Grumble. Blarg. I am trying to fix the stupid comments so that the counter works again, but so far the only thing that I have been able to accomplish is making A> appear next to my comments. If all I wanted to do was make A> appear next to my comments counter, do you think I wold be able to? No, of course not. And I was so proud of myself because I installed some new tricky software on my computer all by myself. Maybe I am only allowed to have one computer miracle per day.

Yesterday, I went to the Hempfield Craft Show. My mom's best friend from college (whom everyone, even at the age of 50, still calls Kuhlen-- her last name-- which makes me happy to think I'll still be calling Enders "Enders" and Wetzel "Wetzel" 28 years from now) was in town. So Kuhlen was here, and she is very fun and cool, and they were going to the Hempfield Craft Show and they asked me if I wanted to go, and I was like, "I like craft shows. I like Kuhlen. I benefitted from the scholarship fund that the craft show supports. I'll go."

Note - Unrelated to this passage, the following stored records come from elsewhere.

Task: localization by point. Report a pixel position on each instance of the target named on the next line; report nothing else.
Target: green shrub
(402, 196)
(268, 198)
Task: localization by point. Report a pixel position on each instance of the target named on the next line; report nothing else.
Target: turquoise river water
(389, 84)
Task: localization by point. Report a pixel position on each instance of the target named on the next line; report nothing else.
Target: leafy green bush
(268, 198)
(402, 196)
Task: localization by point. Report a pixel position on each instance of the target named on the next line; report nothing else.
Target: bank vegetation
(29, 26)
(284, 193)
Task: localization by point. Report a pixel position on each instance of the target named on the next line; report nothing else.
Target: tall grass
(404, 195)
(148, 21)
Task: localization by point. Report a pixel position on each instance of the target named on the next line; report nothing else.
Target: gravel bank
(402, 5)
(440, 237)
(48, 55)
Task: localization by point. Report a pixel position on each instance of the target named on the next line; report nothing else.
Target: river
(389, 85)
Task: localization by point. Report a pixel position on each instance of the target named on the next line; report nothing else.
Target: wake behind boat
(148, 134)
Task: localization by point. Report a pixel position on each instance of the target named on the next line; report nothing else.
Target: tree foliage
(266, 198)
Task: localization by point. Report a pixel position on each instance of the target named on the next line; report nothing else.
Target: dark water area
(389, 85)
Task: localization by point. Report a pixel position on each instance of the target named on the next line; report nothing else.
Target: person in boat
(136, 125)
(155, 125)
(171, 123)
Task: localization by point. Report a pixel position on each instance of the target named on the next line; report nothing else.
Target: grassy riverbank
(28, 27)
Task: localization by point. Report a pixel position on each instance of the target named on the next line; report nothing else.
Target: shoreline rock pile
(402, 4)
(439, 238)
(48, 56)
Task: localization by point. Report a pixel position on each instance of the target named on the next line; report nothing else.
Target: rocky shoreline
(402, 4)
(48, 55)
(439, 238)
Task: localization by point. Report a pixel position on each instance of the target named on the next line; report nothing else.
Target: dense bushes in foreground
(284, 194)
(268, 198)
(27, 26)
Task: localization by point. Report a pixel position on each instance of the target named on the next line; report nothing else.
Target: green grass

Hmmm.... Somehow, things did not compute in my brain. Why did I not realize that practically every teacher I ever had and didn't want to see (as in, I did not see Doc Kondravy, Mrs. Wetzel or Mrs. Minnich) would be there? Why did I not realize that the food they would be selling would be hot dogs with sauerkraut and those subs I used to eat every day in junior high with the mysterious pink meat such that the whole craft fair smelled like the school cafeteria? Why did I not realize I would run into the mothers of a bunch of people I lost touch with four years ago? Why did it not make sense to me that my fourth grade teacher- who was pregnant when I had her; we were so excited- would be there and her son (who I went to see the day he come home from the hospital) would be like, 12, and running around in a soccer uniform. Why did I go? What was I thinking? What? Why? Why? WHY?

It was not that traumatic. It was just very strange. I ran into this teacher that people used to refer to as "Mrs. Fetterf*cker." (Not her real name) She was with Mrs. Shenk, my 8th grade science teacher who of course remembers me because 8th grade was the cow manure/Science Fair Jr. Grand Champion year (If you don't know about me doing a five-year long project about cow manure and my local fame, we probably became friends in college-- I'll tell you sometime over a bottle of wine). Mrs. Shenk was all, "Angie, hi! How ARE you?" And Mrs. Fetterf*cker was like, "Didn't I have you?" and I was like "No, actually, I don't think so," but all I can hear in my brain is "Mrs. Fetterf*cker. Mrs. Fetterf*cker." It was like that scene in Bridget Jones' Diary (the movie version) where she has to introduce her boss Mr. Fitzherbert, and all she can think is "Mr. Titspervert." Luckily, I didn't slip away and exited the conversation quickly enough. Sigh.....

It did occur to me, though, that when and if I end up substitute teaching, I will be having similar experiences every day. Stay tuned....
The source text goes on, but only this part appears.